Oggi, giorno dell’udienza (il gip si è riservato), l’accusatore è stato il «grande assente» (la notifica era regolare, non l’ha ritirata). Non c’era lui e nemmeno un legale che lo rappresentasse. C’erano, invece, i quattro camici bianchi con i loro difensori. Uno di loro è il medico anestesista Mario Riccio, ex primario all’Oglio Po, dirigente dell’associazione Luca Coscioni, nella querela bollato dal figlio del 93enne come «esperto internazionale in eutanasia».

«In sede di archiviazione, abbiamo chiesto al gip che valuti una trasmissione degli atti al pubblico ministero per la sussistenza del reato di calunnia nelle dichiarazioni rese in querela dall’opponente», ha detto l’avvocato Paolo Antonini, con la collega Valeria Bini difensore di Riccio, il primario che quando il paziente 93enne fu ricoverato, non era in ospedale.

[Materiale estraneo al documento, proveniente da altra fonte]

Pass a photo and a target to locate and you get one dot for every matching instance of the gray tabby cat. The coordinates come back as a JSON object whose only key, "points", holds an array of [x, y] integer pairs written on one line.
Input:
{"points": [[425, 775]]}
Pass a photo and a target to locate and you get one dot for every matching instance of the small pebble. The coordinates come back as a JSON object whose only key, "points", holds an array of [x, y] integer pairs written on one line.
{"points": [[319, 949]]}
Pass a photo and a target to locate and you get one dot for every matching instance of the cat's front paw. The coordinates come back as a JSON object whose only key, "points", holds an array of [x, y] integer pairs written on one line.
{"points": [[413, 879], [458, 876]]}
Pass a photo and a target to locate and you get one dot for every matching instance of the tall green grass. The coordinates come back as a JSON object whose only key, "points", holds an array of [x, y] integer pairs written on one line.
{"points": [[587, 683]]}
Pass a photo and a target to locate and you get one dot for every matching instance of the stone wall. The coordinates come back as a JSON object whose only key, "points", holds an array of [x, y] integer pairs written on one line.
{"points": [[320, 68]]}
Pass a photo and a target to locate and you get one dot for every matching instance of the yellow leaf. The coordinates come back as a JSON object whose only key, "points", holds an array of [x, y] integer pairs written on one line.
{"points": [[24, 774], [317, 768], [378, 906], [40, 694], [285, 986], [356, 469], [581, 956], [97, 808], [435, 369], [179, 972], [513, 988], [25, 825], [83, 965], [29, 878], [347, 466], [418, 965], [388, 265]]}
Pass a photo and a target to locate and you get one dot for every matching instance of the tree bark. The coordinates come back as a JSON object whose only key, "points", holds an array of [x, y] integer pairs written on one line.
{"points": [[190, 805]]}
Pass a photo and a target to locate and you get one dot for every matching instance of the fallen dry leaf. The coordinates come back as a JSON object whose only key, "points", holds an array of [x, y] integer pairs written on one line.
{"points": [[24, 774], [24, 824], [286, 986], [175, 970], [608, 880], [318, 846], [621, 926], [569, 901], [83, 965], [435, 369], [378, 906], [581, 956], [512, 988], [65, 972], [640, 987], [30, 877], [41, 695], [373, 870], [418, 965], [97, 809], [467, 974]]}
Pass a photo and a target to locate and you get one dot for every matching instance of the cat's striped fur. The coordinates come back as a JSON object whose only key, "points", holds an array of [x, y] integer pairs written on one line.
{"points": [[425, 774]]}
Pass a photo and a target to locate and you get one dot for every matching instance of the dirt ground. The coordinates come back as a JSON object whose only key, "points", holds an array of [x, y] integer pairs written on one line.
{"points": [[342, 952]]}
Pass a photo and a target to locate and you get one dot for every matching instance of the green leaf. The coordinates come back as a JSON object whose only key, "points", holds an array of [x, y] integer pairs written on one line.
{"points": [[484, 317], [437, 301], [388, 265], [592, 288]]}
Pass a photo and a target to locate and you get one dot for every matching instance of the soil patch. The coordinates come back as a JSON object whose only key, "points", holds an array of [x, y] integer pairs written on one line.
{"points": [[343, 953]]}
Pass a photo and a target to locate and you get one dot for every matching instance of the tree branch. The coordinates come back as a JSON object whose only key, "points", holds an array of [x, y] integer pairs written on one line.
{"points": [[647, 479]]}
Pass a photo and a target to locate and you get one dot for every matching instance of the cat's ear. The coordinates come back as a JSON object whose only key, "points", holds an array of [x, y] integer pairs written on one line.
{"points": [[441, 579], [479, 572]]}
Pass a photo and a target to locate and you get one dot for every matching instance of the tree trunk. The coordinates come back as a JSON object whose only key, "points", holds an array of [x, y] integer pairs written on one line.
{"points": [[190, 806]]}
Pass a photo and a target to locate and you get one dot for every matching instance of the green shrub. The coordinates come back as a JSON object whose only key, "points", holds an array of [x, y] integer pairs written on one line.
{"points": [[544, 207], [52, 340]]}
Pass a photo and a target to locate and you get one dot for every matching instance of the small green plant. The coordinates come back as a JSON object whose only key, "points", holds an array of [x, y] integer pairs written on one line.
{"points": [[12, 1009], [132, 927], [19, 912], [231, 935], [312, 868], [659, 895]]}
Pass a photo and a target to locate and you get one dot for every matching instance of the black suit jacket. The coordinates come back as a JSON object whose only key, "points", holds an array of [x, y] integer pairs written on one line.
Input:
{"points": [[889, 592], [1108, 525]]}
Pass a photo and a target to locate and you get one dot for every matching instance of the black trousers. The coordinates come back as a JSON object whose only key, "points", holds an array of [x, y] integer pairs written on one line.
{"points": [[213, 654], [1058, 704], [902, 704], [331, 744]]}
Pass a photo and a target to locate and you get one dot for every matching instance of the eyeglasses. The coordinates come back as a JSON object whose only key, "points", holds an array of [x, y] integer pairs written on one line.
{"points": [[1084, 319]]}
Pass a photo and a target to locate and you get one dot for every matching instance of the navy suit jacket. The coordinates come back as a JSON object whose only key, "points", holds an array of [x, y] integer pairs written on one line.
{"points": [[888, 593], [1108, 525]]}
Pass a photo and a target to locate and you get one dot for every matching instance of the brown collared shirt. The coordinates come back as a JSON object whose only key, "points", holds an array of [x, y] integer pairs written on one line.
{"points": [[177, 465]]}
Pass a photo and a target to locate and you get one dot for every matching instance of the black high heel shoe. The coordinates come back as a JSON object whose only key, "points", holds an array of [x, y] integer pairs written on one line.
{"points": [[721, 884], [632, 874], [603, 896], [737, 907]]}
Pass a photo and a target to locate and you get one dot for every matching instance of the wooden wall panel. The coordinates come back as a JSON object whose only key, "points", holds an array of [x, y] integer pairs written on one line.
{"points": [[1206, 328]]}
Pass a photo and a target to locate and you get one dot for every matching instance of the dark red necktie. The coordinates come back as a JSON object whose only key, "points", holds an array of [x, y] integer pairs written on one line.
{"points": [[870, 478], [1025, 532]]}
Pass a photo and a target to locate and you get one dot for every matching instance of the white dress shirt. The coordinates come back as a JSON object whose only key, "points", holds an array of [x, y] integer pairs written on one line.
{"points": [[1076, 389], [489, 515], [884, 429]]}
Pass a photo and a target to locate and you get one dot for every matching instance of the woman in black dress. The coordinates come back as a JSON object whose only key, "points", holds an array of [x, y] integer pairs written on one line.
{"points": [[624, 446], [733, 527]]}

«La posizione del dottor Riccio è molto lineare — ha spiegato il difensore —. È totalmente esclusa la sua presenza e, quindi, la sua responsabilità nei fatti che vengono descritti nell’atto di querela e nell’atto di opposizione». Riccio ha precisato: «Dal primo ottobre del 2022 godevo di un congedo ordinario per smaltire le ferie residue prima del pensionamento. Dai tabulati e dai cartellini che abbiamo presentato, non risulto in servizio, ma in congedo ordinario». Riccio era rientrato l’1 febbraio del 2023.

«Riteniamo che ci siano tutti i presupposti per accogliere la richiesta di archiviazione, perché l’opposizione è totalmente infondata, oltre che dai contenuti sicuramente discutibili — ha evidenziato l’avvocato Diego Munafò, difensore di due medici —. Con il massimo rispetto che bisogna avere di fronte alla morte di una persona che è inevitabile, però non è neanche possibile strumentalizzare in questo modo la giustizia, perché in questo caso i medici hanno fatto tutto quanto dovevano fare per curare un paziente di 93 anni affetto da amiloidosi cardiaca, per il quale, purtroppo, la prognosi era infausta e in relazione al quale l’operato dei medici ha soltanto portato beneficio per quello che si poteva fare».

Secondo Munafò, «quello che si poteva fare è stato fatto sotto il profilo terapeutico, diagnostico, della gestione del paziente e della sorveglianza». Dopo Munafò, l’avvocato Stefano Sarchi, difensore di un quarto medico, ha commentato: «Noi non riscontriamo alcun elemento che possa provare una colpa medica come emerge dai dati documentali e dalle cartelle cliniche».

L’avvocato Antonini e l’anestesista Riccio sono tornati alla richiesta al gip di «valutare la trasmissione degli atti per il reato di calunnia» nei confronti di chi, il figlio del 93enne, nella querela ha scritto nero su bianco, tra le altre accuse: «Eutanasia aggravata ai fini di lucro», arrivando a sostenere che all’Oglio Po ci sarebbe stata una sorta di «pratica eutanasica» per uccidere i pazienti anziani deboli al fine di un tornaconto economico sia per i primari sia per l’ospedale stesso. «Secondo il figlio — ha sottolineato Riccio — questi pazienti noi li portiamo al massimo della retribuzione regionale e poi li uccidiamo».